The outsider E.R. Dodds – an Irish republican and a socialist – was the least glamorous of the three, but the one whose work has endured. His book The Greeks and the Irrational and his edition of Euripides’ The Bacchaeremain definitive, while Bowra is now regarded as a dilettante. As for Murray’s poetic translations of Greek tragedy, they have never recovered from the Cantabrigian A.E. Housman’s parody:

O suitably attired in leather boots

Head of a traveller, wherefore seeking whom

Whence by what way how purposed art thou

    come

To this well-nightingaled vicinity?

My object in inquiring is to know.

But if you happen to be deaf and dumb

And do not understand a word I say,

Nod with your hand to signify as much.

Where Dunn is less effective is as a literary critic, and she makes some errors in her analysis of Waugh and the origins of Brideshead Revisited. She claims that Anthony Blanche is based on chief aesthete Harold Acton, Sebastian Flyte on Alastair Graham and Brideshead itself on Castle Howard, once the home of Lady Mary. In fact, Waugh’s modus operandi was far more cunning. His method was to conflate two characters so that if he were accused by one of his friends, he could simply reply that it was the other. Blanche, he said, was one-third Acton but two-thirds the Etonian Brian Howard, a protégé of Edith Sitwell. Brideshead was a composite of Castle Howard and Madresfield Court. The latter, like Brideshead, had an Arts & Crafts chapel with frescoes painted with the faces of Lord Beauchamp’s children, as in the novel. Madresfield was home to Waugh for a number of years, and he based Sebastian chiefly on Hugh Lygon, a hopeless dipsomaniac (though also using aspects of his love affair with Alastair Graham). When Waugh had finished Brideshead, he sent a copy to his inner circle, begging Nancy Miford to give him the consensus of opinion: ‘It’s the Lygons,’ she replied. Dorothy Lygon, the model for Cordelia Flyte, wrote to Waugh: ‘Sebastian gives me many pangs.’

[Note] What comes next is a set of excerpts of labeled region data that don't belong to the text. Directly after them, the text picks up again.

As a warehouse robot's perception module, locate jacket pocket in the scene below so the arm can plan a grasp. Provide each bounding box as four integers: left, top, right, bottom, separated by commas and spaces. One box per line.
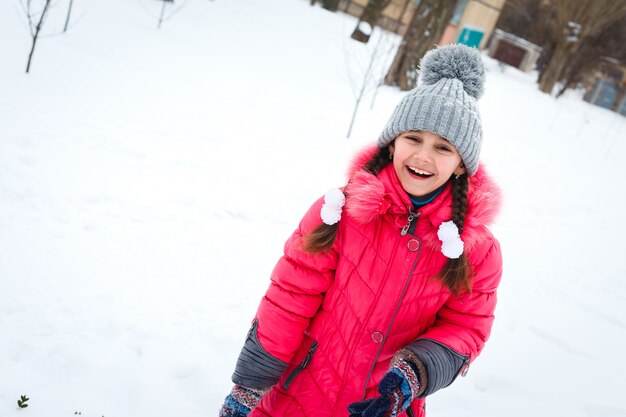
283, 341, 317, 389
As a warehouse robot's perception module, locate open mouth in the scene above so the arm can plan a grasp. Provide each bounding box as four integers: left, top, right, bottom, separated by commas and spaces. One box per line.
407, 166, 435, 178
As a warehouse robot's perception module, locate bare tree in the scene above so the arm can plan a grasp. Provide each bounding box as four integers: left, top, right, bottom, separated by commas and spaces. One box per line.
385, 0, 457, 91
22, 0, 52, 74
344, 31, 396, 138
63, 0, 74, 33
539, 0, 626, 94
352, 0, 391, 43
157, 0, 174, 29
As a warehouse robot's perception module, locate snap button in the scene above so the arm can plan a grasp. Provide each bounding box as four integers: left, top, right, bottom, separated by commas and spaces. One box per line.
406, 239, 420, 252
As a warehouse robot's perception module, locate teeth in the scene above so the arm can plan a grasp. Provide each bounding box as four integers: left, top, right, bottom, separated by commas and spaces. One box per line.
409, 167, 434, 175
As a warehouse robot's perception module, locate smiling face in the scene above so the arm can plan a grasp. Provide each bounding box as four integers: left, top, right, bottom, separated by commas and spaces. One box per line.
389, 131, 465, 197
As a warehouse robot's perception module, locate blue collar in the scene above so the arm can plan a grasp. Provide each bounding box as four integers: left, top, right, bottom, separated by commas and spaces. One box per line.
409, 182, 448, 209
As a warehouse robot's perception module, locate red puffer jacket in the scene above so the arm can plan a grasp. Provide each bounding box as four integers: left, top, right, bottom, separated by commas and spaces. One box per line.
250, 150, 502, 417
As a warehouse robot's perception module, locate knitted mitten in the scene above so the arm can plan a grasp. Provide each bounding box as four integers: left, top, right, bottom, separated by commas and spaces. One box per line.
220, 385, 270, 417
348, 359, 420, 417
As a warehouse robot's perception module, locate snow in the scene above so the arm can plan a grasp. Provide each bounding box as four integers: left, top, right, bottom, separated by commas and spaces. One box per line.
0, 0, 626, 417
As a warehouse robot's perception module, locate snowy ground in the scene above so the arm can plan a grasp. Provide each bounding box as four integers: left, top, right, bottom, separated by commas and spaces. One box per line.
0, 0, 626, 417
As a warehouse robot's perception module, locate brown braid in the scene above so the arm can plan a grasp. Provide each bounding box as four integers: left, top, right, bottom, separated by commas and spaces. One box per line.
302, 147, 391, 253
441, 174, 472, 295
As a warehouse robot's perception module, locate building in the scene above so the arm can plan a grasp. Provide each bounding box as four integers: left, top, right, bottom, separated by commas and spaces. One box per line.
489, 29, 543, 72
339, 0, 506, 49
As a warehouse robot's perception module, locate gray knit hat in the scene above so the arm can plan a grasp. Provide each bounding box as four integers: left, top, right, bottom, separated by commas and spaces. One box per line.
378, 45, 485, 175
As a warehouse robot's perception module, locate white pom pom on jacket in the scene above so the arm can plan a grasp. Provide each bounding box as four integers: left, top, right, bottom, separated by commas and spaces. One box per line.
245, 148, 502, 417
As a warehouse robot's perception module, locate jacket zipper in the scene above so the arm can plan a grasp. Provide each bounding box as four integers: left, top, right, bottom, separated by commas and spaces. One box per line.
361, 208, 422, 401
283, 342, 317, 389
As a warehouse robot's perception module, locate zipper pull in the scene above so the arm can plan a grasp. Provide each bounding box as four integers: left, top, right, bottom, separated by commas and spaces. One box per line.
400, 208, 420, 236
300, 342, 317, 369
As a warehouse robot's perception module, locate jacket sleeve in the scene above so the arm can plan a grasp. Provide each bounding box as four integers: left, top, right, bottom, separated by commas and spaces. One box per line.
233, 199, 338, 387
406, 236, 502, 397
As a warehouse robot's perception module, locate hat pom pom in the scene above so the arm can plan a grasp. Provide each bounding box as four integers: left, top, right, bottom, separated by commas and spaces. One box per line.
420, 44, 485, 99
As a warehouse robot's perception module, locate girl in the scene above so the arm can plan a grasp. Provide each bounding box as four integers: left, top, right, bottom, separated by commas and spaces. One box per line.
220, 45, 502, 417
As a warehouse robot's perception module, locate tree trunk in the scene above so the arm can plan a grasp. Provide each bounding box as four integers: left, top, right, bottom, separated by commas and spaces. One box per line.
539, 41, 578, 94
63, 0, 74, 33
352, 0, 391, 43
157, 0, 167, 29
26, 0, 52, 74
385, 0, 456, 91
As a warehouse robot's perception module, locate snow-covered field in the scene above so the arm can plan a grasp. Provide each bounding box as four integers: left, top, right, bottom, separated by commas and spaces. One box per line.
0, 0, 626, 417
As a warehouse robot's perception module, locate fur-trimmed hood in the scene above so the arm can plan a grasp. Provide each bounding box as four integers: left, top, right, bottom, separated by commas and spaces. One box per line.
344, 146, 501, 251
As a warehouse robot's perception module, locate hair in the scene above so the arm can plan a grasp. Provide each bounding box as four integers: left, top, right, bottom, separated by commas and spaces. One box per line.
440, 173, 473, 295
302, 146, 472, 295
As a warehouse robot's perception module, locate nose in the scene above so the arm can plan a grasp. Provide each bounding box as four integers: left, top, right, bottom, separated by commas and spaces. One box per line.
413, 146, 432, 161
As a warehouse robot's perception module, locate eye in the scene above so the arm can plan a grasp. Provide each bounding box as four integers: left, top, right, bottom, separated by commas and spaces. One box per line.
404, 136, 422, 143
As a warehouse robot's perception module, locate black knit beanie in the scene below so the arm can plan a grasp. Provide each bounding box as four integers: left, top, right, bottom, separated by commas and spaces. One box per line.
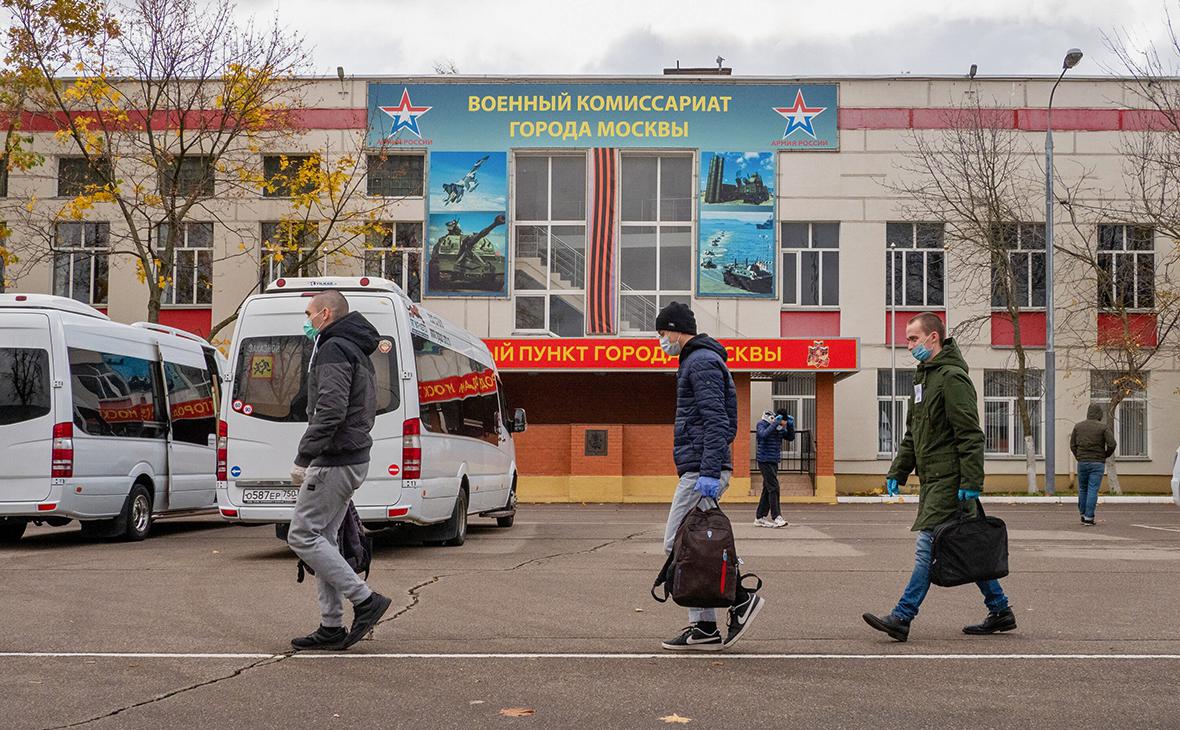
656, 302, 696, 335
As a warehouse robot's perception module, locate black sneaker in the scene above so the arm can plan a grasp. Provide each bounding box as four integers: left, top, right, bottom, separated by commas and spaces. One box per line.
725, 592, 766, 647
291, 624, 348, 649
660, 624, 726, 651
340, 592, 393, 649
963, 609, 1016, 636
860, 613, 910, 642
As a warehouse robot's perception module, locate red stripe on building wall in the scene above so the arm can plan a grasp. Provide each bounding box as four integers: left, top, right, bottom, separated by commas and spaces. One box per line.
586, 147, 616, 335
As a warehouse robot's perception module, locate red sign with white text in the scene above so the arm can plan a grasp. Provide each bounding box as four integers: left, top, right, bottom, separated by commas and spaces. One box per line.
484, 337, 860, 373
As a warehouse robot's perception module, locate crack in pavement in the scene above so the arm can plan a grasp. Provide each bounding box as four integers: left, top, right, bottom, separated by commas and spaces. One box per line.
498, 530, 648, 573
45, 650, 296, 730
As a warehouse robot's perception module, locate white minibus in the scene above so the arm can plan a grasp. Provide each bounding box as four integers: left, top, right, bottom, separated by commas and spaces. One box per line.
0, 294, 223, 541
217, 277, 526, 545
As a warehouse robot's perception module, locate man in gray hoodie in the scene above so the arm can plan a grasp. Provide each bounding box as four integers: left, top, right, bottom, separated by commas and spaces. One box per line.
1069, 403, 1119, 527
287, 290, 393, 650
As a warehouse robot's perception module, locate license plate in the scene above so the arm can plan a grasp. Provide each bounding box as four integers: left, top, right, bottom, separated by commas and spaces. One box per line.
242, 489, 299, 505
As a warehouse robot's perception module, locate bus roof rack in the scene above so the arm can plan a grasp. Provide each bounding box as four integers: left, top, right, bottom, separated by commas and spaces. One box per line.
267, 276, 405, 294
0, 294, 111, 320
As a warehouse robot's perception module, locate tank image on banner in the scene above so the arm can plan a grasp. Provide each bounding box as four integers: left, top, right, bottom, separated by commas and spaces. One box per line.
696, 152, 775, 298
426, 151, 509, 297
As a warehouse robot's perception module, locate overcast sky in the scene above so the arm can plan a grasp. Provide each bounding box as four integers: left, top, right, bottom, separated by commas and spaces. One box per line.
238, 0, 1180, 75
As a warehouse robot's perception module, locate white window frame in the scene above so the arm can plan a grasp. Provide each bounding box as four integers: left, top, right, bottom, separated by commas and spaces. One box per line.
1090, 370, 1152, 461
156, 221, 215, 309
615, 150, 700, 335
876, 368, 915, 459
509, 155, 592, 335
52, 221, 111, 307
983, 369, 1044, 460
776, 221, 840, 311
258, 221, 327, 285
1095, 223, 1156, 313
887, 221, 948, 311
361, 221, 426, 302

Dunn overlooks the Lygon family, even though Waugh’s set knew that Julia Flyte was based on the beautiful Mary Lygon, who was slated to marry into the royal family until the scandal of her father’s homosexuality broke and he was exiled to an apartment on the Grand Canal in Venice. Hugh Lygon and Waugh visited Lord Beauchamp there, inspiring the visit to Lord Marchmain in the novel. Graham, Waugh’s Oxford paramour, was not an aristocrat. His home on the edge of Stratford-upon-Avon was a detached but modest house, hardly to be compared with Hugh Lygon’s family seat. The novel in which ‘Waugh would immortalise’ the ‘Roaring Twenties’ was not Decline and Fall, as Dunn says, but Vile Bodies. The Welsh boarding school to which the hero of Waugh’s debut is exiled on being sent down from Oxford is a far cry from the London of the Bright Young Things.

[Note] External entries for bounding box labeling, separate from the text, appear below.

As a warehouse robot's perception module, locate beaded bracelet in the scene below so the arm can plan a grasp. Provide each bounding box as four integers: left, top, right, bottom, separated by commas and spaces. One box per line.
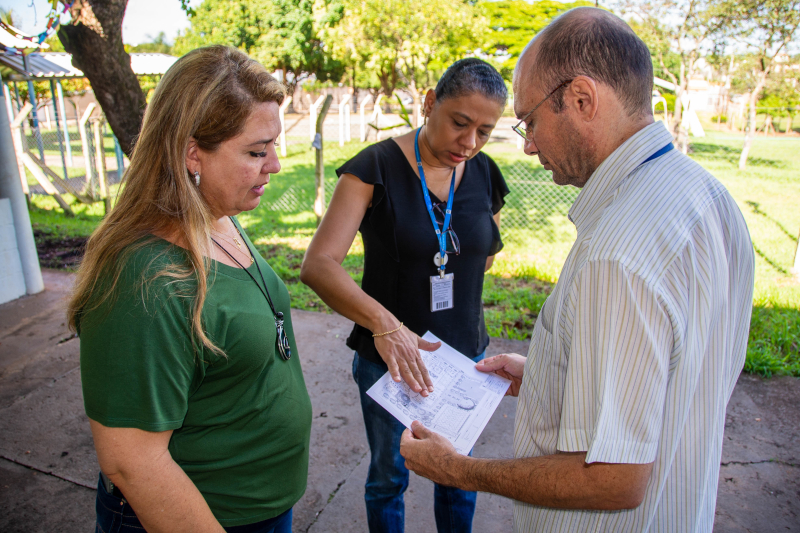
372, 322, 403, 337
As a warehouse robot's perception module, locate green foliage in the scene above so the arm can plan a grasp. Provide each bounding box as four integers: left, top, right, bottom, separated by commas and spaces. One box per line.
477, 0, 594, 81
173, 0, 343, 87
324, 0, 485, 98
744, 302, 800, 377
173, 0, 270, 56
661, 92, 675, 113
25, 131, 800, 377
628, 19, 681, 83
252, 0, 344, 88
125, 31, 172, 55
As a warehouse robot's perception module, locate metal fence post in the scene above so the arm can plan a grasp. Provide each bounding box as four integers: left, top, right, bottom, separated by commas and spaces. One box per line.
358, 94, 372, 142
114, 135, 125, 183
92, 116, 111, 214
56, 80, 75, 167
49, 80, 69, 180
278, 96, 292, 157
339, 94, 350, 146
78, 102, 97, 198
11, 103, 33, 196
312, 95, 333, 226
308, 94, 330, 141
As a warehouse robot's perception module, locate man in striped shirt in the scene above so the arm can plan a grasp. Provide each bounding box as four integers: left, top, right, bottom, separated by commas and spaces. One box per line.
401, 8, 754, 532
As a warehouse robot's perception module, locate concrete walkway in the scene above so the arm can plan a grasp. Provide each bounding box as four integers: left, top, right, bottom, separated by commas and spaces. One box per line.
0, 271, 800, 533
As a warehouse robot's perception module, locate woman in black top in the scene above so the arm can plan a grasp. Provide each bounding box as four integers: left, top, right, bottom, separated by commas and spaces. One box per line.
301, 59, 508, 532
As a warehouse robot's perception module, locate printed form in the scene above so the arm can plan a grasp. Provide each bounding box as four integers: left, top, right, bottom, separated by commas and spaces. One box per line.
367, 331, 511, 455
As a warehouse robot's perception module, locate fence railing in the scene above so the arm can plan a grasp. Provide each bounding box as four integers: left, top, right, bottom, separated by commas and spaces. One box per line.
12, 90, 564, 233
11, 100, 125, 215
263, 96, 564, 237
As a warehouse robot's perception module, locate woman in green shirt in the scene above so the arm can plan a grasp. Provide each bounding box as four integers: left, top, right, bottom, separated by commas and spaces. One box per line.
68, 46, 311, 533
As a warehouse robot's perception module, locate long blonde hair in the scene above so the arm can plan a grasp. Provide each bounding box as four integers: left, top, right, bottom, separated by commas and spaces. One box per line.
67, 46, 286, 353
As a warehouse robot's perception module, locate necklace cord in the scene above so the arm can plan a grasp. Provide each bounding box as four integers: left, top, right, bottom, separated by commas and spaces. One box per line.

In a world largely populated by men, Dunn does a valiant job of uncovering the Oxford women who were influenced by her trio. Murray, in particular, was a great advocate of women and did much to promote them and their interests. Vera Brittain, Iris Murdoch, Virginia Woolf, Elizabeth Longford and Edith Sitwell all benefited variously from his ‘teaching, scholarship and friendship’. Brittain, who found Oxford an uncongenial place on the whole, comes alive in this narrative, though I longed for more about her seminal war memoir Testament of Youth. Indeed, a curious hole in this otherwise scintillating book, given the titular invocation of Brideshead, is the absence of the Oxford novel, which became so influential in the wake of Compton Mackenzie’s Sinister Street. It would have been good to hear, for example, about Robert Liddell, Barbara Pym’s great friend, who read Greats at exactly this time, then became an assistant in the Bodleian Library and went on to write his superb evocation of north Oxford, The Last Enchantments, its title a quotation from Matthew Arnold’s paean to the city of dreaming spires.

Nevertheless, this is an immensely readable and meticulously researched book, whose title perhaps obscures its intended meaning. Dunn, an Oxford woman herself, is clear-eyed about her alma mater’s ineffable charm and glamour, but she is patently aware of its dark side, epitomised so well by another phrase of Arnold’s: ‘Home of lost causes, and forsaken beliefs, and unpopular names, and impossible loyalties!’